Formed in 1972 by Ed Pilkington, now Appalachian State University professor emeritus, the AYPT’s mission was to use educational theater to help broaden the sights and successes of young children in the mountain region.
“Shows were designed to help teach components, such as math, language arts and spelling,” said Pilkington, who utilized college students to tour shows for schoolchildren.
He helped train his successor, technical director Vernon Carroll, who was the next leader of the company, running it from 1977 through 1981.
Carroll incorporated direct audience participation in AYPT shows.
“It always, always worked,” he said, crediting the students for the effectiveness of the technique. “It was very rare that there was a student who didn’t buy into it.”
Carroll also acknowledged the AYPT is fertile training ground for college-aged performers, perhaps more so than performing for their peers. “With child audiences, there’s no place to hide,” he said.
Jonathan Ray took over the leadership in 1981 and often wrote the scripts for the group based on the talents of the group enrolled in the AYPT class. Since the beginning, the troupe has been structured as a three-credit class, meeting twice a week to rehearse the play during class hours, and then touring the show for the second part of the semester.
Teresa Lee took over the AYPT in 1988 and has been at the helm ever since, making her the longest serving director of the organization. “I was hired to direct the AYPT and direct the theater education program,” said Lee, now in her 24th year at the university.
She found the job a perfect fit, saying, “I have an MFA in directing children’s theater … it was a dream job for me.”
Like Carroll, Lee credits the students for much of the success of the program. “I’m always amazed at the commitment, talent and energy my students bring to the whole process,” she said.
“The theater is this little jewel that we have within our department that benefits on so many levels,” Lee said. “We’re helping to inspire and train the college students, and encouraging the audiences and artists of the future, as well.”
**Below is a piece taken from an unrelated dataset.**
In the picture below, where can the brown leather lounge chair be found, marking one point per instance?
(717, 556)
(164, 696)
For its 40th anniversary season, the AYPT is performing “BEANS TALK: A Cow, Some Beans and a Boy Named Jack,” a new spin on Jack and the Beanstalk. The script is by local playwright Derek Davidson, and the cast includes one member who is very familiar with AYPT’s work.
As a student at Hardin Park Elementary in Boone, ASU student Ashley Harkins saw many plays by the local troupe. “I remember seeing the big kids come in and do shows for us,” said Harkins, who is a theater education major.
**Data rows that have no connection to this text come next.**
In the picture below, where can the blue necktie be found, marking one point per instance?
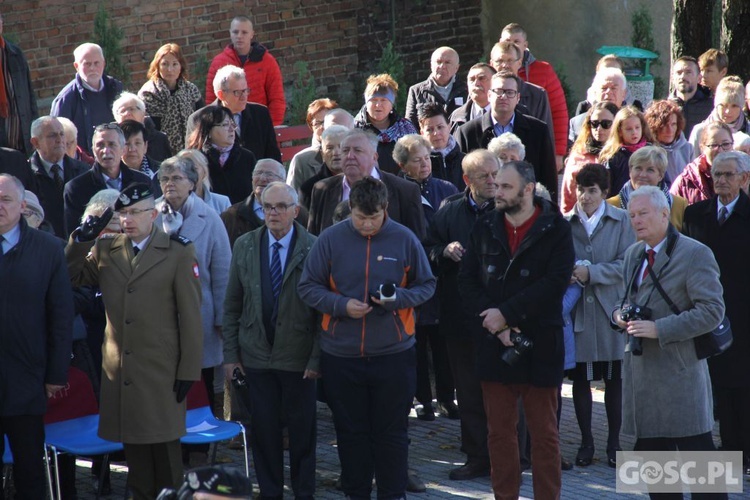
(276, 274)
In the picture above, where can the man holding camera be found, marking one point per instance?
(366, 274)
(667, 401)
(513, 276)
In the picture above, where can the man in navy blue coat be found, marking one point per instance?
(36, 330)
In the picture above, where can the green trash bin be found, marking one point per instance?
(640, 80)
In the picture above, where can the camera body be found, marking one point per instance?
(387, 292)
(521, 345)
(238, 379)
(634, 312)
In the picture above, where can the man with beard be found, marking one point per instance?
(694, 99)
(514, 274)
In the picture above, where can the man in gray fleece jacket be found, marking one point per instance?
(367, 340)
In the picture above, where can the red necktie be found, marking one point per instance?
(650, 257)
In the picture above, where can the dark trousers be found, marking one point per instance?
(153, 467)
(540, 408)
(701, 442)
(462, 359)
(429, 338)
(26, 438)
(283, 399)
(370, 398)
(733, 412)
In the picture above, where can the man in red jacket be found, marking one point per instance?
(541, 73)
(261, 69)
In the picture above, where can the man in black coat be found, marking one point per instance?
(723, 224)
(361, 160)
(108, 172)
(36, 331)
(534, 133)
(52, 168)
(447, 238)
(513, 277)
(22, 109)
(256, 131)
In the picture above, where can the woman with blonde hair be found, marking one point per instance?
(729, 100)
(379, 116)
(630, 133)
(170, 98)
She finds the camaraderie the best part of performing with the AYPT. “It’s a really great cast … it’s been a really awesome experience, and I don’t want it to end,” she said.
The Appalachian Young People’s Theatre is also marking its anniversary by announcing a new scholarship initiative for students who intend to have a career in theater for young audiences. The scholarship will be funded partially by proceeds of the program and partially by individuals. Lee feels this is an appropriate way to honor one of the oldest outreach programs at the university.
“BEANS TALK” will be performed for the public this weekend at the I.G. Greer Theatre on the ASU campus. Shows are at 7:30 p.m. Friday and at 2 p.m. Saturday and Sunday. The public is invited to attend a 40th birthday party for the theater after the show on Saturday.